Près de Lyman, noeud ferroviaire stratégique repris dans la région de Donetsk (est) le week-end passé, un parachutiste ukrainien croisé mardi par l’AFP a reconnu que lui et ses camarades étaient à la fois « épuisés » et déterminés.

Oleksandr, 31 ans, a expliqué que les combats avaient été « très durs », mais qu’il leur fallait « aller de l’avant ».

Dans Lyman, où des journalistes de l’AFP se sont rendus mercredi, Tatiana Slavouta, une habitante de 62 ans, dit ne pas savoir « si la situation est meilleure ou pire » depuis la reconquête ukrainienne. « Tous les magasins sont fermés, nous n’avons pas d’argent, nous n’avons pas de lumière. Rien », explique-t-elle, mais « au moins maintenant, il y a le silence, pas de bombardements ».

Sur le plan diplomatique, le président américain, Joe Biden, a annoncé mardi un nouvel envoi américain d’équipements militaires, pour une valeur de 625 millions de dollars.

Photo: Leo Correa Associated Press Dans la ville de Lyman, des personnes font la queue pour obtenir de l’aide humanitaire. Ville stratégique de l’est reconquise il y a quelques jours, sa libération a donné à l’Ukraine un avantage pour enfoncer son offensive.

De leur côté, les États de l’Union européenne se sont mis d’accord sur une nouvelle série de sanctions contre des entités et des personnalités russes.

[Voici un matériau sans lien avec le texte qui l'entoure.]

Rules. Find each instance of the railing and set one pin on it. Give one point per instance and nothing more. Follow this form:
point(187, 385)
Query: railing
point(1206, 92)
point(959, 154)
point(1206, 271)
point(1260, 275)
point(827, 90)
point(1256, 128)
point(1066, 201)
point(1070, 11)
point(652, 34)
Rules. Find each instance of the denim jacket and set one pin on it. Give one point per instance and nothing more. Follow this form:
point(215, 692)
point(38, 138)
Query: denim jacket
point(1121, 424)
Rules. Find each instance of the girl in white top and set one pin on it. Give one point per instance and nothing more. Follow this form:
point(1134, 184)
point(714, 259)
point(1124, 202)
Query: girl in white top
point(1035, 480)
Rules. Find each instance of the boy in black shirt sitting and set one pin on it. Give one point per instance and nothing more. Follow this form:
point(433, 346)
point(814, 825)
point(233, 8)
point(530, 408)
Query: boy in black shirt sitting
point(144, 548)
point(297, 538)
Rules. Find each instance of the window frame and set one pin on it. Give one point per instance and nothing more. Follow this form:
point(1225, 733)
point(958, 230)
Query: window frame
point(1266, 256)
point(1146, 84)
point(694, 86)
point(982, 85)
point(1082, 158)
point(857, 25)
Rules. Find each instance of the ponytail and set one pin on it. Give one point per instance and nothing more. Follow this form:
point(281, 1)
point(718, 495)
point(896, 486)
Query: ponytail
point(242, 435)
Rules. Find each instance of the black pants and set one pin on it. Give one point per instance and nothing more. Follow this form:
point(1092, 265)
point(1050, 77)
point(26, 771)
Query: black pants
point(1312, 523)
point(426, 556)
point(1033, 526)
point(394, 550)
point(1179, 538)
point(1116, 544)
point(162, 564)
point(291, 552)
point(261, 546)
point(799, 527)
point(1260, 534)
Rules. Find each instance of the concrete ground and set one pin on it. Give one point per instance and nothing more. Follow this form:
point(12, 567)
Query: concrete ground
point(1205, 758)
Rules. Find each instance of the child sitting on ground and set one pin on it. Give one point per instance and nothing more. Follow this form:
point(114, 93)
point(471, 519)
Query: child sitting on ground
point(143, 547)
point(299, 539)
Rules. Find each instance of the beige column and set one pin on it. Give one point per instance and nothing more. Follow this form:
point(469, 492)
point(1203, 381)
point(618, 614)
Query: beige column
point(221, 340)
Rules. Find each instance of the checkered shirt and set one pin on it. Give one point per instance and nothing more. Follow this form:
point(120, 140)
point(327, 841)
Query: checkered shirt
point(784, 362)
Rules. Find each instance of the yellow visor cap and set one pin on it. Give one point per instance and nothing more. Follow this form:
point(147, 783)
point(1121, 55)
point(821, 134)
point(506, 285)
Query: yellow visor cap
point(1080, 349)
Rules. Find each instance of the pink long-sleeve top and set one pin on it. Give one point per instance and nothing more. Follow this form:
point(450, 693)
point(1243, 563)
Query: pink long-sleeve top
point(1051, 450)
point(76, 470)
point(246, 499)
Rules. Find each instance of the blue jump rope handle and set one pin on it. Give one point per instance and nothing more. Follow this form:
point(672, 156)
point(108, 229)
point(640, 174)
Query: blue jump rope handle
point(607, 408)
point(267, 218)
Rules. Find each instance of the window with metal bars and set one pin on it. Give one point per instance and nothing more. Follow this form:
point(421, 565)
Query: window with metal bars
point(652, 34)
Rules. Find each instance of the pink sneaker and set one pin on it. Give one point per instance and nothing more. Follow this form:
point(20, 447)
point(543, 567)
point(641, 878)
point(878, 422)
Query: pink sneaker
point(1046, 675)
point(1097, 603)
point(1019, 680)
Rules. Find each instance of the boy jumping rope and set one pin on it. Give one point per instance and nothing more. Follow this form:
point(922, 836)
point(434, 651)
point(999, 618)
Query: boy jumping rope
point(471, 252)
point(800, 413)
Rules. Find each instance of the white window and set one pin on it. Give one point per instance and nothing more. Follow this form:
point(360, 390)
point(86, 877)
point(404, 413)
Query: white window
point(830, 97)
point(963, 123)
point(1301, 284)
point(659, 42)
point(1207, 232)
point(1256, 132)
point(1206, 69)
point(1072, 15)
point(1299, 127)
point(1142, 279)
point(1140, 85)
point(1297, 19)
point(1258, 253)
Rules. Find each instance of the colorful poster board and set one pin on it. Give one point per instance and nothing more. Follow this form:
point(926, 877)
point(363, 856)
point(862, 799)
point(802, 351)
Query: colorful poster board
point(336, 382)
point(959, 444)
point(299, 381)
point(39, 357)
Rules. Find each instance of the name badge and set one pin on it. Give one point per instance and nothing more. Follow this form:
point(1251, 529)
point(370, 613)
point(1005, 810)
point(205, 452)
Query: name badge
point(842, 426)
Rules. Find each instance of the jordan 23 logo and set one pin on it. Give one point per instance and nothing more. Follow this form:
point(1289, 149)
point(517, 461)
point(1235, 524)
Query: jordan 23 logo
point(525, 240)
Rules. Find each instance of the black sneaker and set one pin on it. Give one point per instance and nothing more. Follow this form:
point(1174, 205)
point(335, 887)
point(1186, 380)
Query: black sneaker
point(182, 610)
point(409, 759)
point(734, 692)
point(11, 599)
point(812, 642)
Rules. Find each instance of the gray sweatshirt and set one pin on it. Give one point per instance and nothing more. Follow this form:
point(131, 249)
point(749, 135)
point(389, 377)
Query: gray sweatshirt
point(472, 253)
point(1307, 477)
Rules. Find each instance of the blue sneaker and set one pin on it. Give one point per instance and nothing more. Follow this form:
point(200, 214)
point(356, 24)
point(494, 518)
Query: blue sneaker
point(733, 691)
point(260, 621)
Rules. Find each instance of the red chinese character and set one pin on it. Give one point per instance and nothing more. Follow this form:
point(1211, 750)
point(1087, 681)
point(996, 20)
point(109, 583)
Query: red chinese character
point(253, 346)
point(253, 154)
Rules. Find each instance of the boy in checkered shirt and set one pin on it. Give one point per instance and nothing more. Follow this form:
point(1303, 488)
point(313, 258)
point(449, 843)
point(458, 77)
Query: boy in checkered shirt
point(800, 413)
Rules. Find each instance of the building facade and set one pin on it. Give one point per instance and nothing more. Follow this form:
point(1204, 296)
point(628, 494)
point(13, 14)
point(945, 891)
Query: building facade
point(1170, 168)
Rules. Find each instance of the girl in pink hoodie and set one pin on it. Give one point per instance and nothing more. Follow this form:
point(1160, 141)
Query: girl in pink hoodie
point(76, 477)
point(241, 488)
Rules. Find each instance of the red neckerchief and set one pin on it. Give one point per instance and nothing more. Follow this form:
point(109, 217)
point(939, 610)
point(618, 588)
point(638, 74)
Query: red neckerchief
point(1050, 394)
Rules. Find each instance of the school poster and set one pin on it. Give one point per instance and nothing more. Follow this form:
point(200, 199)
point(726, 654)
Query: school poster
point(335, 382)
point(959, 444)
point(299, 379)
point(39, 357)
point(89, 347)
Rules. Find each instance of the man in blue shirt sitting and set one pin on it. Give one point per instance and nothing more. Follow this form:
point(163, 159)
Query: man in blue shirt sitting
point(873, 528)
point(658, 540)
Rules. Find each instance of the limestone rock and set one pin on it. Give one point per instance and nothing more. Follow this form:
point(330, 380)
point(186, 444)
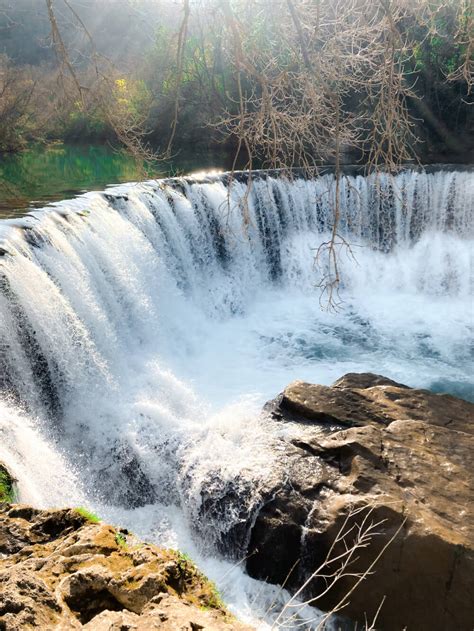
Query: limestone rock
point(371, 449)
point(60, 571)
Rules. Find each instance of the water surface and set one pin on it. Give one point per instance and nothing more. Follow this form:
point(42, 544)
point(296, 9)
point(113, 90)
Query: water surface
point(44, 174)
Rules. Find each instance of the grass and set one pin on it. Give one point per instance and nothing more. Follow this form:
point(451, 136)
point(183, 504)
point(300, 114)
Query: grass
point(7, 491)
point(92, 517)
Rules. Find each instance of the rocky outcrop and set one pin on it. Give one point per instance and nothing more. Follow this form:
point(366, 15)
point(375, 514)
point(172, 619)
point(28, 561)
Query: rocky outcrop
point(58, 570)
point(369, 455)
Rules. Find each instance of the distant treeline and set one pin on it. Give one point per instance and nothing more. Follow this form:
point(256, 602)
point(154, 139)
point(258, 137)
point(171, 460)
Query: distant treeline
point(252, 75)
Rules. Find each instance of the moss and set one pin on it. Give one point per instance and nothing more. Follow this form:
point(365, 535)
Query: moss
point(94, 519)
point(7, 490)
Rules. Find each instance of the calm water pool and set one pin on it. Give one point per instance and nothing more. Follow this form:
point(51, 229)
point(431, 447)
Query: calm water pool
point(41, 175)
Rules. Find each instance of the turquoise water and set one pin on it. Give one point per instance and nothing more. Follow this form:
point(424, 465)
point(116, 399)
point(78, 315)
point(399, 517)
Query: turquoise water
point(40, 175)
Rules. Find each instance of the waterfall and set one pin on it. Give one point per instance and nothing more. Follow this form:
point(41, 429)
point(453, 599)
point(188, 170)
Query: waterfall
point(143, 327)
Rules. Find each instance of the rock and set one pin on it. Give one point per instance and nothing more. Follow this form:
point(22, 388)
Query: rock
point(371, 451)
point(58, 570)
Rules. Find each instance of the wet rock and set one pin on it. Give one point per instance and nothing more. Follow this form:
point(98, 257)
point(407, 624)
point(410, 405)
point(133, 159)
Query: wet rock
point(60, 571)
point(369, 455)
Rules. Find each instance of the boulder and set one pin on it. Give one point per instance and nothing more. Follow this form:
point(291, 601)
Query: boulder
point(375, 492)
point(60, 570)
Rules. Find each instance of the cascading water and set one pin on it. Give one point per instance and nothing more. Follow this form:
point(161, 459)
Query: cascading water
point(141, 330)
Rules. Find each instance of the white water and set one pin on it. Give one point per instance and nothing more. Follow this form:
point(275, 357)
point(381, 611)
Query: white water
point(140, 333)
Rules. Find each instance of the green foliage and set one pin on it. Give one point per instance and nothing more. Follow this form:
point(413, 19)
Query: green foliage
point(7, 491)
point(120, 540)
point(94, 519)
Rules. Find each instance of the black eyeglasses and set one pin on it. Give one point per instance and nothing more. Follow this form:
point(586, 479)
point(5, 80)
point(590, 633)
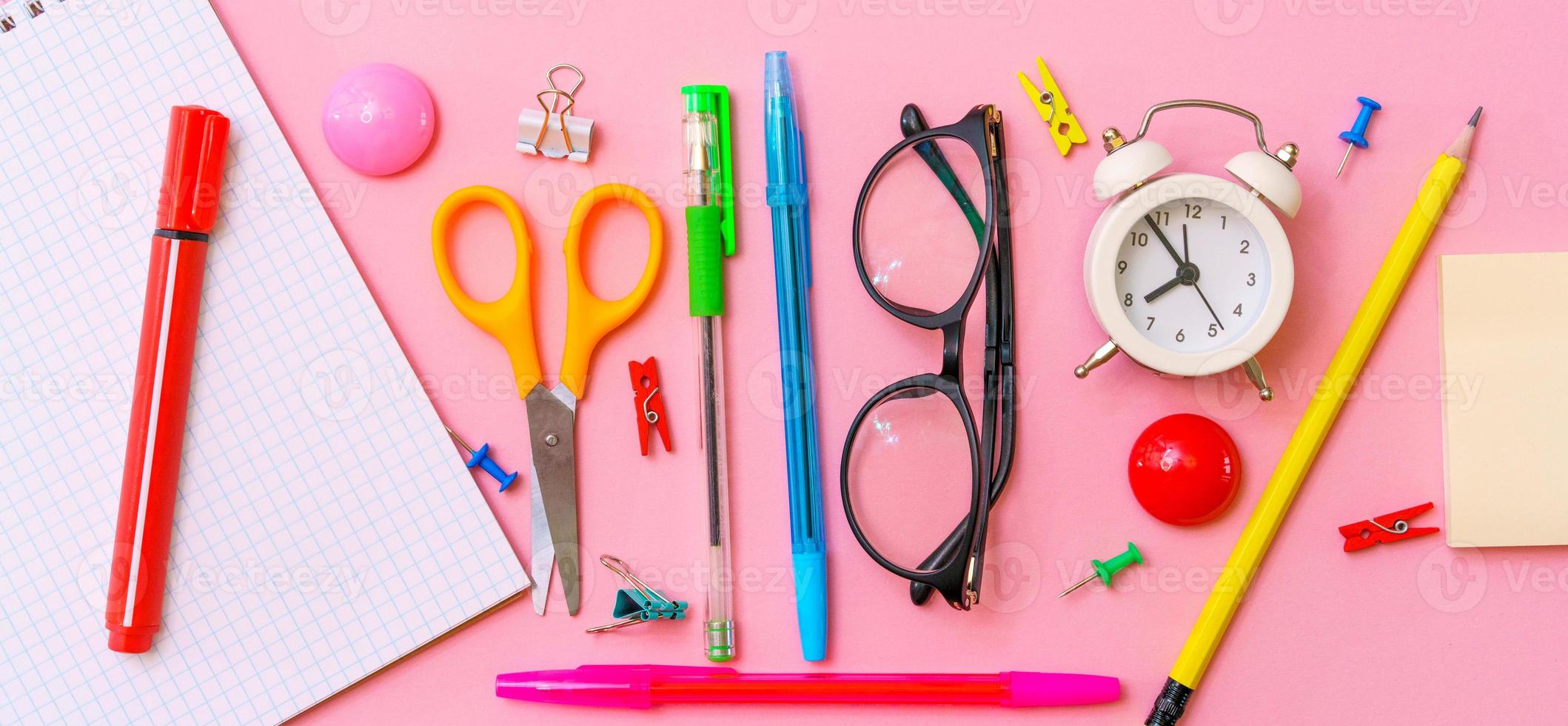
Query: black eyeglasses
point(931, 226)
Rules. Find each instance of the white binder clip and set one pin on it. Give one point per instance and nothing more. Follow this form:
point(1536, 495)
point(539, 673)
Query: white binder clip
point(554, 130)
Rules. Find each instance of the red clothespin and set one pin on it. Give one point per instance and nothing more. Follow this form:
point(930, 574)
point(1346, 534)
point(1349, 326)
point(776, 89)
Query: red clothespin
point(649, 405)
point(1385, 529)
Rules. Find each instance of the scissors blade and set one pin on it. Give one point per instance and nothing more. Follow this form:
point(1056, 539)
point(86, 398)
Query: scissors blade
point(540, 546)
point(552, 419)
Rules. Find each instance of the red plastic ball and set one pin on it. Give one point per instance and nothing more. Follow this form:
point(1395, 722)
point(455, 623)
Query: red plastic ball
point(1185, 469)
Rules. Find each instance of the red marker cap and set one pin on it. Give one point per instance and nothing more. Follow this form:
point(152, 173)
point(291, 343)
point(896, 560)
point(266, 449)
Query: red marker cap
point(193, 170)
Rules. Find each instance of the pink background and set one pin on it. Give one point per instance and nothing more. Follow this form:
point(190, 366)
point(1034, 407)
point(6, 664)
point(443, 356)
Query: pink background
point(1413, 630)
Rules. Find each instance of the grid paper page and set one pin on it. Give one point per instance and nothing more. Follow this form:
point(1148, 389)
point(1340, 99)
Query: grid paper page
point(325, 524)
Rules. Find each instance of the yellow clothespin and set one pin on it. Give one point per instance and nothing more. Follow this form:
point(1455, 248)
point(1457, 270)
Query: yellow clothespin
point(1053, 107)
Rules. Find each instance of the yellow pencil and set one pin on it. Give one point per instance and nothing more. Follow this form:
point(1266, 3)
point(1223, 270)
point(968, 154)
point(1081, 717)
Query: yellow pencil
point(1310, 435)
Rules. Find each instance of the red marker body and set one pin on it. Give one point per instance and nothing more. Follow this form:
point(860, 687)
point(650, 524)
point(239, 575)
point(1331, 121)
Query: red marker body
point(187, 210)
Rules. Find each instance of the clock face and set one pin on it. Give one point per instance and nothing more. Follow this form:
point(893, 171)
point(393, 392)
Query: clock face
point(1192, 275)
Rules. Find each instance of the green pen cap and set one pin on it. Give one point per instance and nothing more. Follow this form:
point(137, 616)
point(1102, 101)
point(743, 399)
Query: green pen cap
point(711, 195)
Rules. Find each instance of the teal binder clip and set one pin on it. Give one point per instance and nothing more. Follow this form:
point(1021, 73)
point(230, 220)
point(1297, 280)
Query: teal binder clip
point(637, 604)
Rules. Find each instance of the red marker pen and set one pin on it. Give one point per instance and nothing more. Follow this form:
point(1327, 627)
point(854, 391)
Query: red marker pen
point(187, 209)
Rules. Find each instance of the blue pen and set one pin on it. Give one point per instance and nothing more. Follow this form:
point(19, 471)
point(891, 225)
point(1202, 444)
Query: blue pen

La Russie a, elle, réclamé de participer à l’enquête sur les fuites des gazoducs Nord Stream, la Suède, chargées des investigations, ayant bloqué l’accès à la zone de ce sabotage présumé située en mer Baltique.

Moscou a sous-entendu que les États-Unis auraient pu saboter ces tuyaux clés pour l’approvisionnement énergétique de l’Europe, quand les Occidentaux suspectent, eux, la Russie.

Sur le plan sportif, l’Espagne et le Portugal ont annoncé avoir intégré l’Ukraine à leur candidature commune pour l’organisation du Mondial 2030 de soccer, la fédération portugaise saluant la « ténacité et la résilience dont fait preuve le peuple ukrainien ».